Getting Started with Unit Testing

Unit testing is, roughly speaking, testing bits of your code in isolation with test code. The immediate advantages that come to mind are:
Running the tests becomes automate-able and repeatable
You can test at a much more granular level than point-and-click testing via a GUI
Rytmis
My question is, what are the current "best practices" in terms of tools as well as when and where to use unit testing as part of your daily coding?
Lets try to be somewhat language agnostic and cover all the bases.
Ok here's some best practices from some one who doesn't unit test as much as he should...cough.
Make sure your tests test one
thing and one thing only.
Write unit tests as you go. Preferably before you write the code you are testing against.
Do not unit test the GUI.
Separate your concerns.
Minimise the dependencies of your tests.
Mock behviour with mocks.
You might want to look at TDD on Three Index Cards and Three Index Cards to Easily Remember the Essence of Test-Driven Development:
Card #1. Uncle Bob’s Three Laws
Write no production code except to pass a failing test.
Write only enough of a test to demonstrate a failure.
Write only enough production code to pass the test.
Card #2: FIRST Principles
Fast: Mind-numbingly fast, as in hundreds or thousands per second.
Isolated: The test isolates a fault clearly.
Repeatable: I can run it repeatedly and it will pass or fail the same way each time.
Self-verifying: The Test is unambiguously pass-fail.
Timely: Produced in lockstep with tiny code changes.
Card #3: Core of TDD
Red: test fails
Green: test passes
Refactor: clean code and tests
The so-called xUnit framework is widely used. It was originally developed for Smalltalk as SUnit, evolved into JUnit for Java, and now has many other implementations such as NUnit for .Net. It's almost a de facto standard - if you say you're using unit tests, a majority of other developers will assume you mean xUnit or similar.

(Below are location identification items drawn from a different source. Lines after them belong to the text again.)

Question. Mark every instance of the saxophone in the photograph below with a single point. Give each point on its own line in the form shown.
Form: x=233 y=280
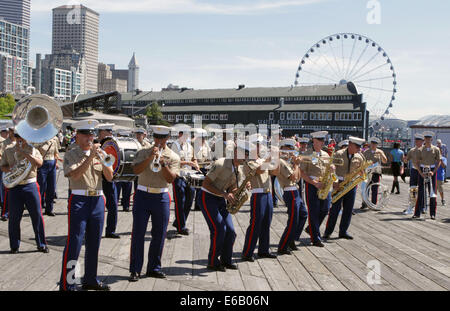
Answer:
x=241 y=194
x=328 y=178
x=351 y=181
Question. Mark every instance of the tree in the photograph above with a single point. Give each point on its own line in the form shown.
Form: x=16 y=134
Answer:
x=6 y=106
x=154 y=115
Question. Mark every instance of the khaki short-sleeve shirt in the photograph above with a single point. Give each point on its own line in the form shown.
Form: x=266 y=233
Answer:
x=349 y=165
x=258 y=180
x=286 y=170
x=150 y=179
x=92 y=177
x=222 y=174
x=49 y=149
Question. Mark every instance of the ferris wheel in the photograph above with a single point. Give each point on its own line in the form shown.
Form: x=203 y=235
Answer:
x=349 y=57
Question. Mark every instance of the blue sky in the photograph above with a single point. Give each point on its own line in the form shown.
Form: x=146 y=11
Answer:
x=220 y=44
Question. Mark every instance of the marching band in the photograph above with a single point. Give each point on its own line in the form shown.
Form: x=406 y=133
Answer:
x=313 y=183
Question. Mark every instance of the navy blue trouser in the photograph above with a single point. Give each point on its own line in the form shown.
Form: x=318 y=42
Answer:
x=413 y=177
x=183 y=197
x=158 y=207
x=346 y=202
x=317 y=211
x=274 y=196
x=46 y=177
x=374 y=189
x=220 y=223
x=292 y=201
x=86 y=216
x=5 y=206
x=420 y=205
x=259 y=229
x=110 y=191
x=25 y=196
x=125 y=187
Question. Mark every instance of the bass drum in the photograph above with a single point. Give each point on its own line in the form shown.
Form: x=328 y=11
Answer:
x=124 y=149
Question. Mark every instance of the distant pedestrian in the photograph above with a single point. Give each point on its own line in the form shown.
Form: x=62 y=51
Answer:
x=396 y=157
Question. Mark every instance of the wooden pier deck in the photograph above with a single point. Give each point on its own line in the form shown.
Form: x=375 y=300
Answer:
x=412 y=254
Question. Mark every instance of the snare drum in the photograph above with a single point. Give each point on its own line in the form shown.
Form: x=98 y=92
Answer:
x=124 y=149
x=196 y=180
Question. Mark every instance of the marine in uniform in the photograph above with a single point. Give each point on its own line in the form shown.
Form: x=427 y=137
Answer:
x=312 y=172
x=109 y=189
x=288 y=177
x=203 y=155
x=152 y=199
x=183 y=193
x=429 y=156
x=261 y=205
x=124 y=187
x=8 y=142
x=24 y=194
x=141 y=136
x=4 y=134
x=352 y=161
x=412 y=157
x=86 y=209
x=218 y=188
x=47 y=173
x=375 y=155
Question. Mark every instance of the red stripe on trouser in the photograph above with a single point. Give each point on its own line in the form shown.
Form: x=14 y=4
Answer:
x=253 y=224
x=176 y=205
x=290 y=223
x=309 y=214
x=214 y=227
x=67 y=248
x=40 y=208
x=5 y=201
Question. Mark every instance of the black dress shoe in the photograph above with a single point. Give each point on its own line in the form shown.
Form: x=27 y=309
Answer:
x=112 y=236
x=184 y=232
x=230 y=266
x=43 y=249
x=318 y=244
x=292 y=246
x=267 y=255
x=156 y=274
x=284 y=252
x=100 y=287
x=134 y=277
x=217 y=268
x=248 y=258
x=345 y=236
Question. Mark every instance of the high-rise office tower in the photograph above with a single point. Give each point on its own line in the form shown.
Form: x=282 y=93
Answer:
x=76 y=27
x=16 y=12
x=133 y=74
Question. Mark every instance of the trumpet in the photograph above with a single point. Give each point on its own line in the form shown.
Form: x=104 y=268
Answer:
x=105 y=158
x=155 y=166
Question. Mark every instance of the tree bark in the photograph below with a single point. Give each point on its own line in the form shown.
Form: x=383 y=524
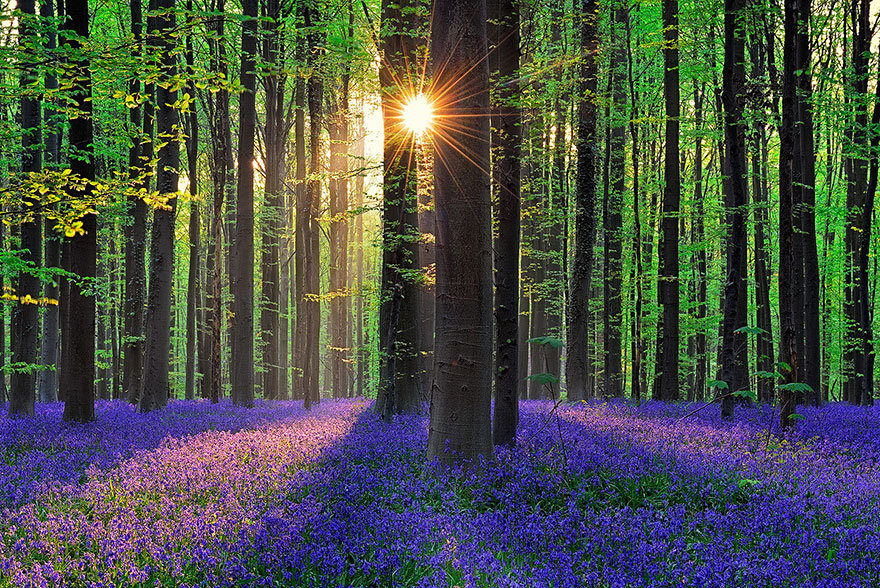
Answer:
x=192 y=288
x=80 y=254
x=734 y=356
x=577 y=365
x=399 y=340
x=668 y=274
x=460 y=429
x=242 y=252
x=155 y=385
x=47 y=380
x=506 y=139
x=25 y=315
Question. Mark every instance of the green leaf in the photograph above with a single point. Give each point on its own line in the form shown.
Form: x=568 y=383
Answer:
x=746 y=394
x=544 y=378
x=554 y=342
x=795 y=387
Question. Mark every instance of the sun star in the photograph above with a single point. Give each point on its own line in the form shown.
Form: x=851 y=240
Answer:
x=418 y=114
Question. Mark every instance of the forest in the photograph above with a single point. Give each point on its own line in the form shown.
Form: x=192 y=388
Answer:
x=439 y=293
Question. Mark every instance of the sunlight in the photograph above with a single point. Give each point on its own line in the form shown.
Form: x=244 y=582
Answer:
x=418 y=114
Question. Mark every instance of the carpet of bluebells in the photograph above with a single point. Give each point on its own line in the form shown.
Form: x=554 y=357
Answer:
x=600 y=494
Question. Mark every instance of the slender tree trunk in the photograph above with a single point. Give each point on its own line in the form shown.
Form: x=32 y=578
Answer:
x=275 y=140
x=192 y=291
x=399 y=340
x=156 y=384
x=25 y=315
x=338 y=349
x=734 y=368
x=302 y=230
x=764 y=353
x=613 y=219
x=359 y=264
x=460 y=429
x=242 y=253
x=577 y=365
x=668 y=275
x=311 y=282
x=47 y=380
x=80 y=252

A great resource for 'best practices' is the Google Testing Blog, for example a recent post on Writing Testable Code is a fantastic resource. Specifically their 'Testing on the Toilet' series weekly posts are great for posting around your cube, or toilet, so you can always be thinking about testing.
The xUnit family are the mainstay of unit testing. They are integrated into the likes of Netbeans, Eclipse and many other IDEs. They offer a simple, structured solution to unit testing.
One thing I always try and do when writing a test is to minimise external code usage. By that I mean: I try to minimise the setup and teardown code for the test as much as possible and try to avoid using other modules/code blocks as much as possible. Well-written modular code shouldn't require too much external code in it's setup and teardown.
NUnit is a good tool for any of the .NET languages.
Unit tests can be used in a number of ways:
Test Logic
Increase separation of code units. If you can't fully test a function or section of code, then the parts that make it up are too interdependant.
Drive development, some people write tests before they write the code to be tested. This forces you to think about what you want the code to do, and then gives you a definite guideline on when you have acheived that.
Don't forget refactoring support. ReSharper on .NET provides automatic refactoring and quick fixes for missing code. That means if you write a call to something that does not exist, ReSharper will ask if you want to create the missing piece.